Wirksamkeitshindernisse im Zivilrecht

((1)) Einführung
Ein an sich vorgenommenes Rechtsgeschäft (ein abgeschlossener Vertrag, eine erklärte Kündigung etc.) entfaltet seine Wirkung nur dann, wenn er sich auch im Rahmen des rechtlich Zulässigen befindet. Überschreiten die Parteien eines Vertrages die gesetzlichen Grenzen der Privatautonomie oder sieht das Gesetz aus sonstigen Gründen vor, dass das jeweilige Rechtsgeschäft (so wie es vorgenommen wurde) keinen Bestand haben kann, wird dies durch die sog. Unwirksamkeit sanktioniert. Ein Unwirksames Rechtsgeschäft entfaltet - wie die Bezeichnung es vermuten lässt - keinerlei Wirkungen.
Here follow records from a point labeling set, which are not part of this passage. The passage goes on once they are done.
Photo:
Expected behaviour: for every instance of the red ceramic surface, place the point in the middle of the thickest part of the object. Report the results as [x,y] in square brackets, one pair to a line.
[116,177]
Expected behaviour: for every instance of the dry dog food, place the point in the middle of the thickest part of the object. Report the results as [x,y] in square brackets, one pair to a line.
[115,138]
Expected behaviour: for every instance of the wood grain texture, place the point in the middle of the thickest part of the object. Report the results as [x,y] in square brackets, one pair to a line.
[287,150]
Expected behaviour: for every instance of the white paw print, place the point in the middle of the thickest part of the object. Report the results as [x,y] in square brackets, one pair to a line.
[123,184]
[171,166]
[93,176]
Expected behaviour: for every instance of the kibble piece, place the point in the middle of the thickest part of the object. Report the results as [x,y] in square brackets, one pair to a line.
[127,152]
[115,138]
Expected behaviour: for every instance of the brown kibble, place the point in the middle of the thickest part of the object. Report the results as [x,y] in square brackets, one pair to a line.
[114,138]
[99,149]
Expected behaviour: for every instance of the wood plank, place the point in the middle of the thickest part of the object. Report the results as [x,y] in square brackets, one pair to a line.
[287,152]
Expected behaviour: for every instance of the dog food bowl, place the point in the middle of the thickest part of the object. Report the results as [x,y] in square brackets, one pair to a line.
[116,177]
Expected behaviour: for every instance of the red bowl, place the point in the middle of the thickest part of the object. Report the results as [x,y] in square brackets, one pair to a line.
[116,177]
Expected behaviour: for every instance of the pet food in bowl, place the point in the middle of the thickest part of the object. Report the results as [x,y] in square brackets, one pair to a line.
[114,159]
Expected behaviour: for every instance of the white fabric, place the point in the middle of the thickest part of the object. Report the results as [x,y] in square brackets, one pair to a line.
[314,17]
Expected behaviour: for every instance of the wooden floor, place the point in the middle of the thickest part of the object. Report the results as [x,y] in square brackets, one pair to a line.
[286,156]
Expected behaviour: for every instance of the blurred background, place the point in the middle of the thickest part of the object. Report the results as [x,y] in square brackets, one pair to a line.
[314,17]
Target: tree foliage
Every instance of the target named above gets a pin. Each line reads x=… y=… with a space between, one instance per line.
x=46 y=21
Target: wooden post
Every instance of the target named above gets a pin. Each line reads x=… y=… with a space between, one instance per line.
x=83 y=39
So ist zum Beispiel ein Vertrag, der zwar nach den §§ 145 ff. BGB abgeschlossen wurde, der aber an einem Wirksamkeitshindernis "leidet", so zu behandeln, als wäre er nicht existent.

((1)) Unterschiedliche Arten der Unwirksamkeit
In den meisten Fällen betrifft das Wirksamkeitshindernis das gesamte Rechtsgeschäft und wirkt sich automatisch sowie bedingungslos auf das Rechtsgeschäft aus. In diesen Fällen handelt es sich um die sogenannte (absolute) Nichtigkeit. Dies ist aber nicht die einzige Folge, die das Gesetz für den Fall vorsieht, dass ein Wirksamkeitshindernis greift. Eine kurze Übersicht der verschiedenen Arten der Unwirksamkeit fasst folgende Grafik zusammen:

 (image: https://wdb.fh-sm.de/unwirksamkeit_arten.png)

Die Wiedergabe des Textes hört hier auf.